Bara meraih handuk kecil yang berada di atas gantungan, lalu menggasak rambutnya sekilas dengan kain itu. Tak lupa pula, ia meraih handuk lain yang berukuran lebih besar untuk mengeringkan pinggang sampai lututnya.
Walaupun kepalanya masih terasa cukup pening, ditambah tubuhnya pun masih setia berteriak menggigil, Bara tetap memaksakan diri untuk mandi dan bertingkah seolah semuanya baik-baik saja.
Biasanya dengan cara mengabaikan, ia akan kembali sehat seperti sedia kala.
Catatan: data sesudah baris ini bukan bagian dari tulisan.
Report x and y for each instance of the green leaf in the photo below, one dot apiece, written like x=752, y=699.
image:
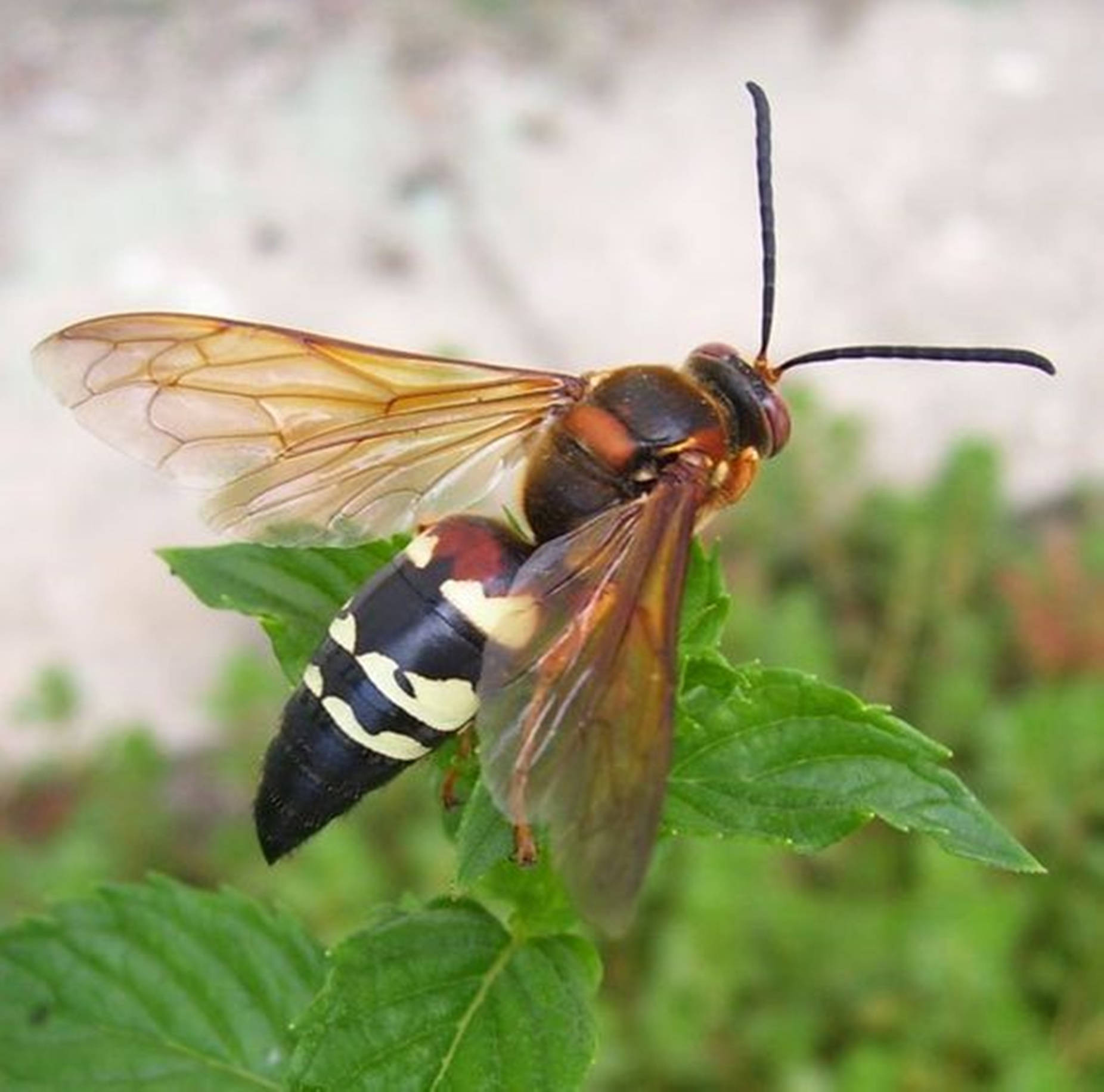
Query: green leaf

Beruntung, matahari masih menunjukan atmosfir cerahnya. Ia pun memanfaatkan hal ini untuk sekedar menghangatkan suhu tubuh dan menghilangkan buliran air dari pori-pori kulitnya.
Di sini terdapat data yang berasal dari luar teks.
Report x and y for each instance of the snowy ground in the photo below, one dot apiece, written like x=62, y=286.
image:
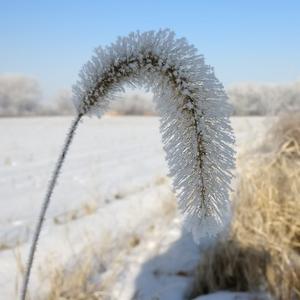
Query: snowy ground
x=113, y=186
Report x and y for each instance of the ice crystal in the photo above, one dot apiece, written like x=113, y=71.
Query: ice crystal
x=194, y=112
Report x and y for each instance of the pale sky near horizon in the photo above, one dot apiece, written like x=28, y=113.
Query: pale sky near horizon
x=245, y=41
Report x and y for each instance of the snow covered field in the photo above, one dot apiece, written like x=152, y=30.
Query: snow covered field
x=113, y=187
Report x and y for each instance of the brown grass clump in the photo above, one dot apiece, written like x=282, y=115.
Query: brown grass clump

Dengan santai, Bara berjalan ke depan teras rumah. Kelopak matanya sesekali tertutup, kala ia tengah meregangkan otot-ototnya yang kaku. Jadwal tidur yang berantakan pun membuat dirinya tak henti menguap karena kelelahan.
Bara menatap langit biru yang kemungkinan akan berubah menjadi kelabu lagi seperti hari lalu.
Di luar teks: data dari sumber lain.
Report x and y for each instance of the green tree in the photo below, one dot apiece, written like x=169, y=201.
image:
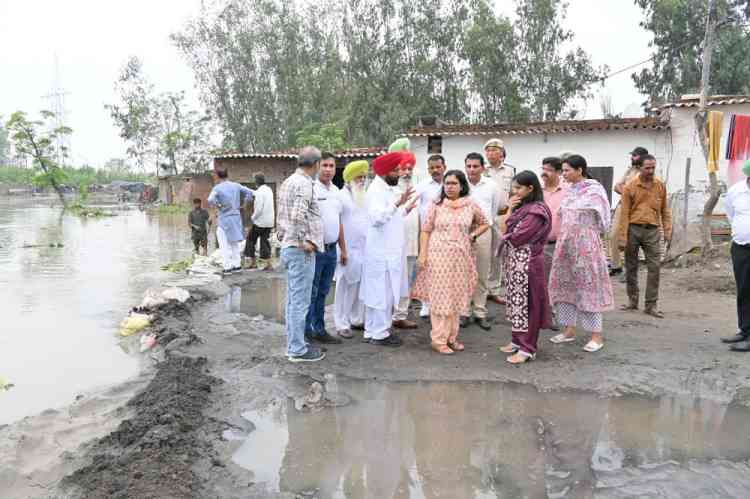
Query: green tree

Dan ketika mengingat rona atap bumi yang keruh seperti kemarin, ia mulai teringat kembali pada sore itu.
Semu di wajahnya dengan samar-samar mulai berubah. Semangat untuk menjalani harinya yang memang sudah tersisa sedikit pun semakin terkikis dibuatnya.
Lebih baik Bara tak memikirkan hal ini lebih jauh agar hatinya tak kembali bergemuruh.
Tetapi satu yang pasti, ia berharap Kana pulang dalam keadaan baik-baik saja.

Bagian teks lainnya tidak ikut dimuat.